Mousetrap Gambit - Engine Analysis - Part 2

Mousetrap Gambit - Engine Analysis - Part 2

Nov 24, 2008, 8:40 AM |

Welcome to Part 2 of my chess engine opening analysis of the Mousetrap Gambit.  First some exciting news!  I just found out that my most favorite UCO player Clyde Nakamura is almost done with a new article for Chessville called Mousetrap Gambit Miniatures.  I can't wait!  Clyde is a UCO/Gambit Aficianado and one of the best in the world.  If you haven't already, I would suggest going to his section of Chessville called The search for Dragons and mythical chess openings.  There are many openigns in there that are VERY playable.  I have used many of his opening lines and have scored very well with them.  He has invented many lines and not many people can say that.  Check it out!

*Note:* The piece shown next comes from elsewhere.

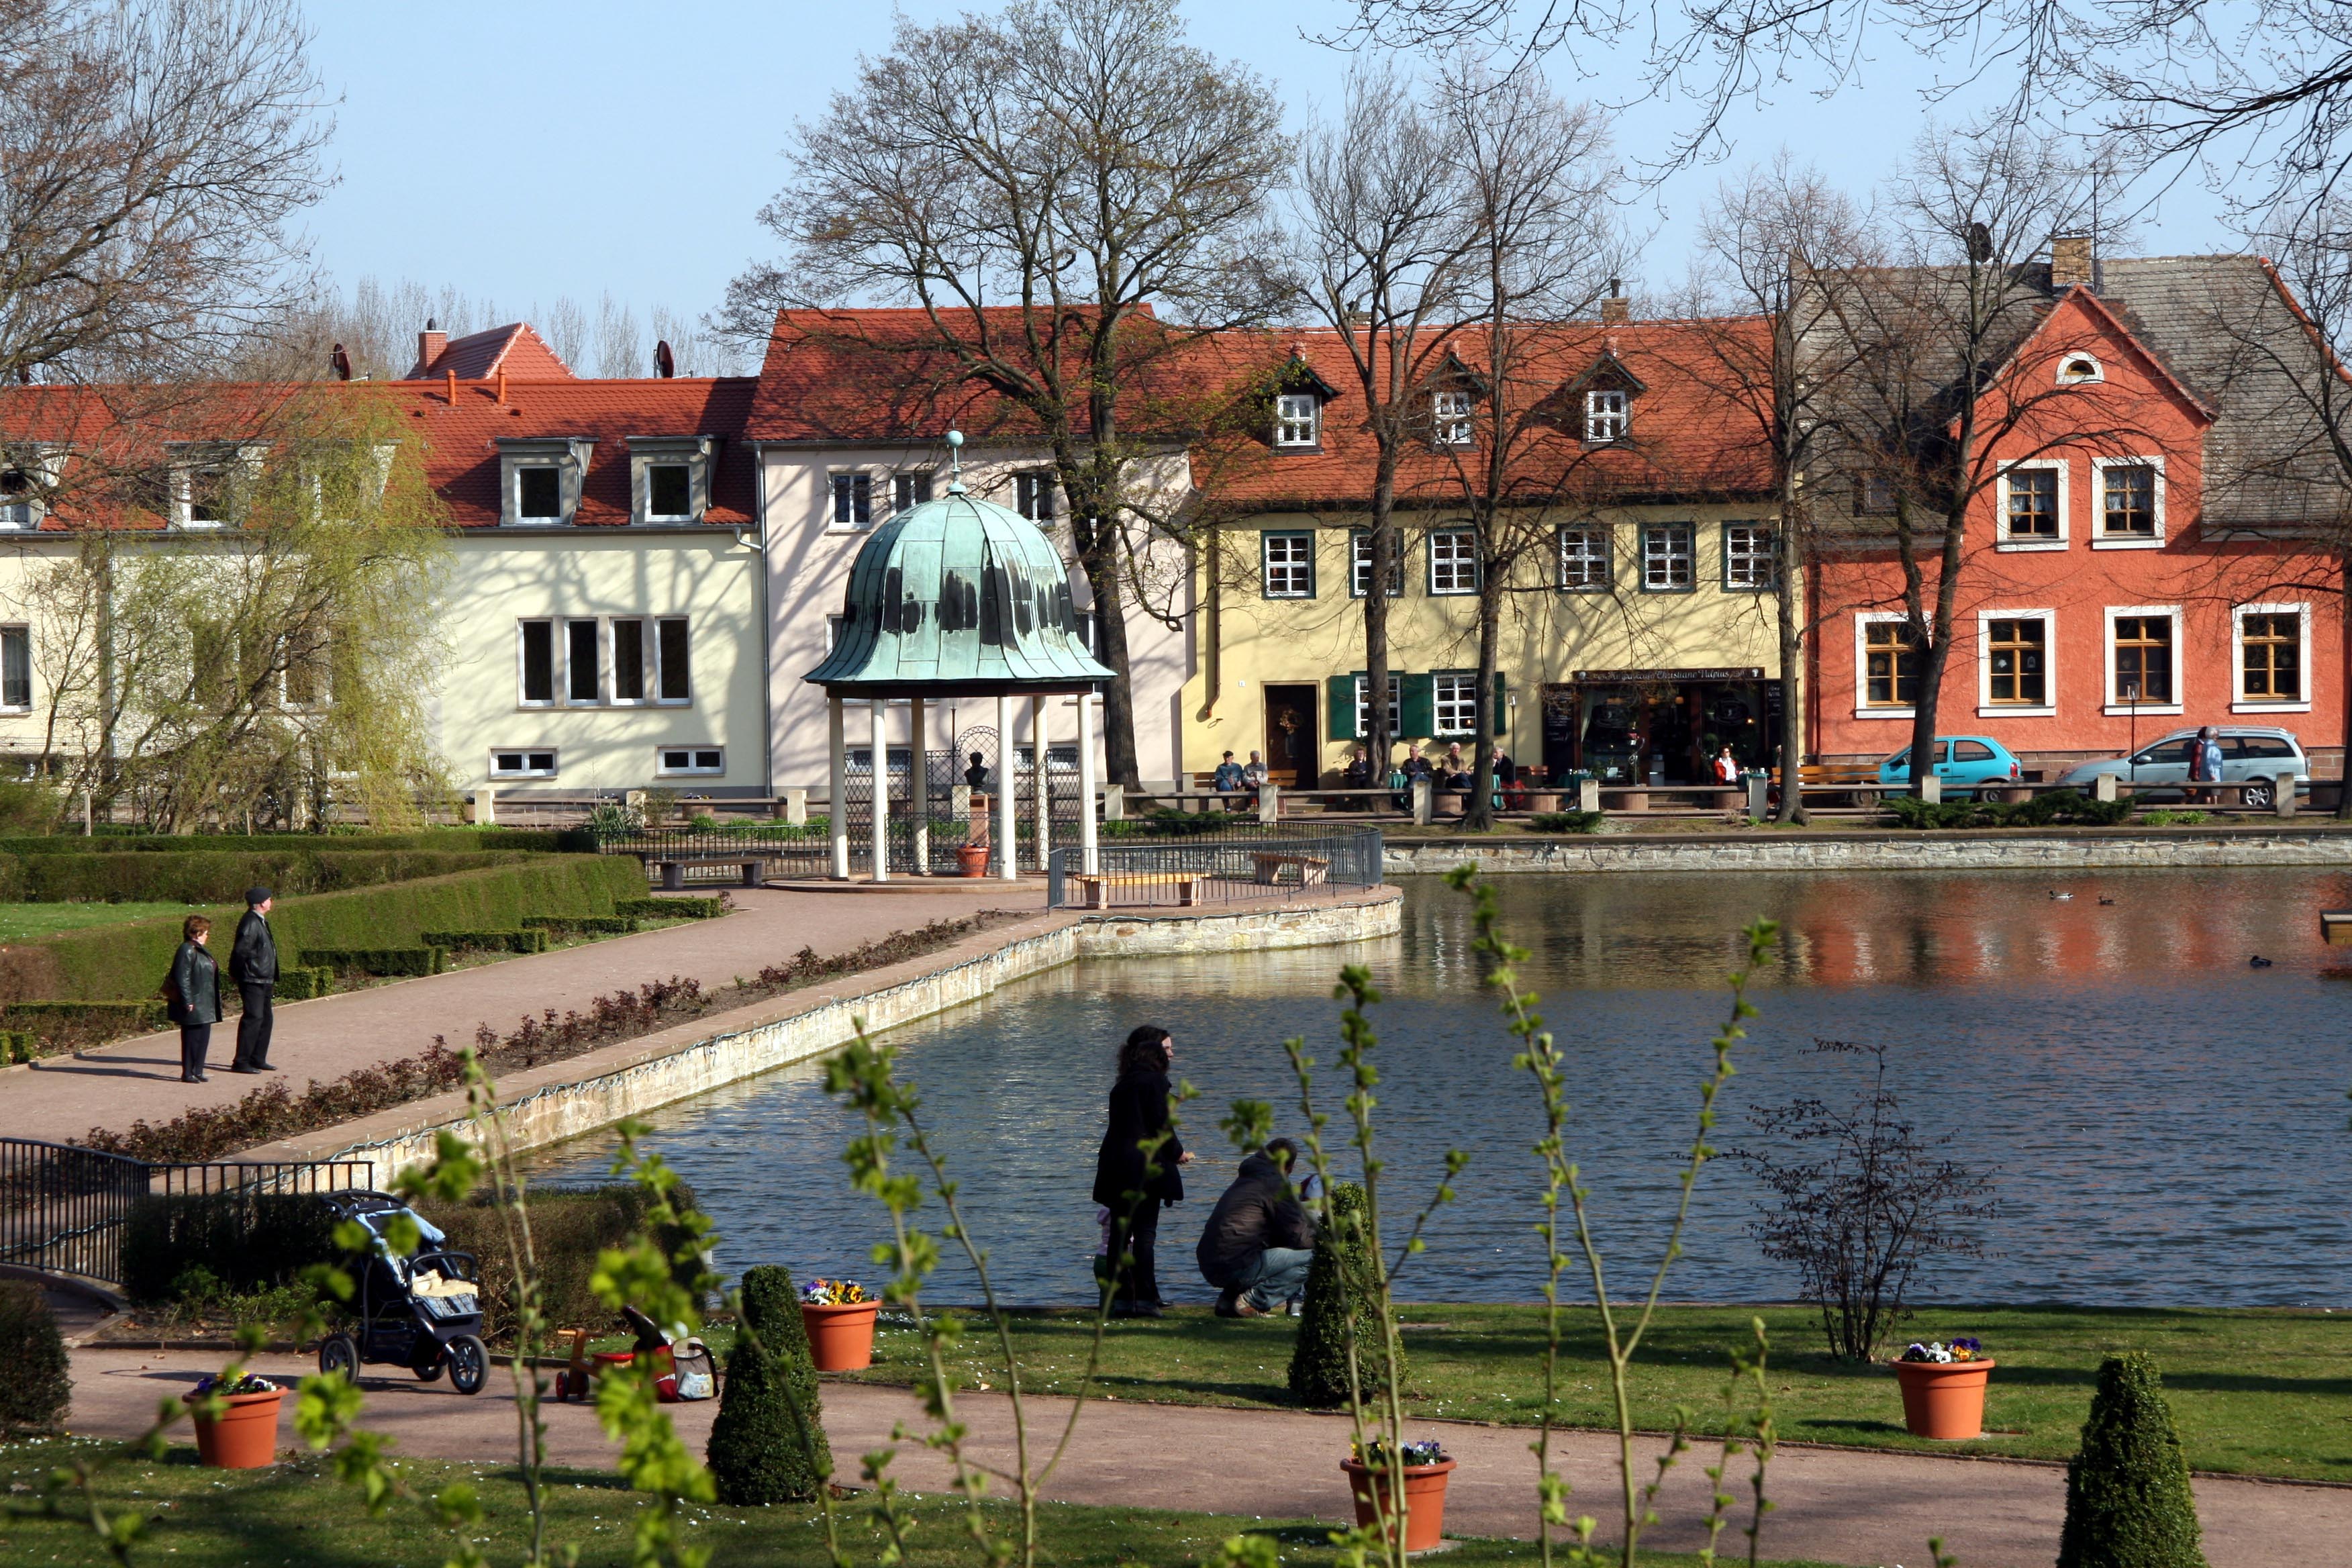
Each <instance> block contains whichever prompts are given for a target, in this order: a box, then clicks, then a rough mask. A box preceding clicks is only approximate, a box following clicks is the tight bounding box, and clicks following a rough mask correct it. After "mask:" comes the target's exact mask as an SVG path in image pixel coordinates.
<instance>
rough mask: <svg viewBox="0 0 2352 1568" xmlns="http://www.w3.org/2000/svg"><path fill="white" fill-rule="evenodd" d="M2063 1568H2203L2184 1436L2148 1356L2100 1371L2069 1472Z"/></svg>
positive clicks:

OK.. first off.  The engines I used were Rybka 3, Fritz 11, HIARCS 11.1, and Fruit 2.3.1.  All these engines are extremely strong with Rybka being the strongest.  I've ran around 400 games so far in various tournaments to come up with the main replies to the Mousetrap and a couple of sub-variations.  I love watching chess engines because they are ruthless in their analysis.. but most of all its for the Why? factor.  Mainly the "Why did they do that?" and then the following ... "Ooooooooh".  Masters of Forcing Moves and Kings of endless analysis.  Alright, enough blabbering.  On to the games!


The three main replies that the computers used against the Mousetrap were:

  1. h6
  2. Bxe4
  3. Nf6
In that order. Since there were many h6 replies I will cover a few of those games in this post and then post Bxe4 and Nf6 in the next.  NOTE: There may be some wins for black in here and they're usually Rybka.  I ran these games to see the best replies in the opening and not for the tactical/positional savvy of the engines. 

1.e4 b6 2.d4 Bb7 3.Bg5 h6

Instead of taking the 'cheese', Black decides to kick out the pesky Bishop from g5.  This is good positional play and the reason for it being the #1 response.  After h6 there are two main replies: Be3 and Bf4.  Lets look at the two variations of Be3.

1.e4 b6 2.d4 Bb7 3.Bg5 h6 4. Be3 Bxe4

White simply retreats to reinforce the d4 square.  In my initial touranaments this was the main reply to h6.  Giving up the loose pawn for a solid hold in the center.  The pawn is lost anyways. With Bxe4, Black won 81% of the games... but these also seems to be Rybka and Hiarcs main reply. They were constaly the two leaders in all tournaments.


1.e4 b6 2.d4 Bb7 3.Bg5 h6 4. Be3 Nf6
Ignoring the 'cheese' again and adding pressure to the center/developing a piece.

Now for the Bf4 Lines. The two common replies to Bf4 were Bxe4 and Nf6.  I'll include two lines for Nf6.

1.e4 b6 2.d4 Bb7 3.Bg5 h6 4. Bf4 Bxe4



1.e4 b6 2.d4 Bb7 3.Bg5 h6 4. Bf4 Nf6 5.e5
I like this line.  Attacking the Knight and creating a crazy position.  The e5 push is very common with this opening when the cheese is left to sit.

1.e4 b6 2.d4 Bb7 3.Bg5 h6 4. Bf4 Nf6 5.f3
f3 reinforces the a8-h1 diagonal.  Note: White scored extremely well when black responded with Nf6.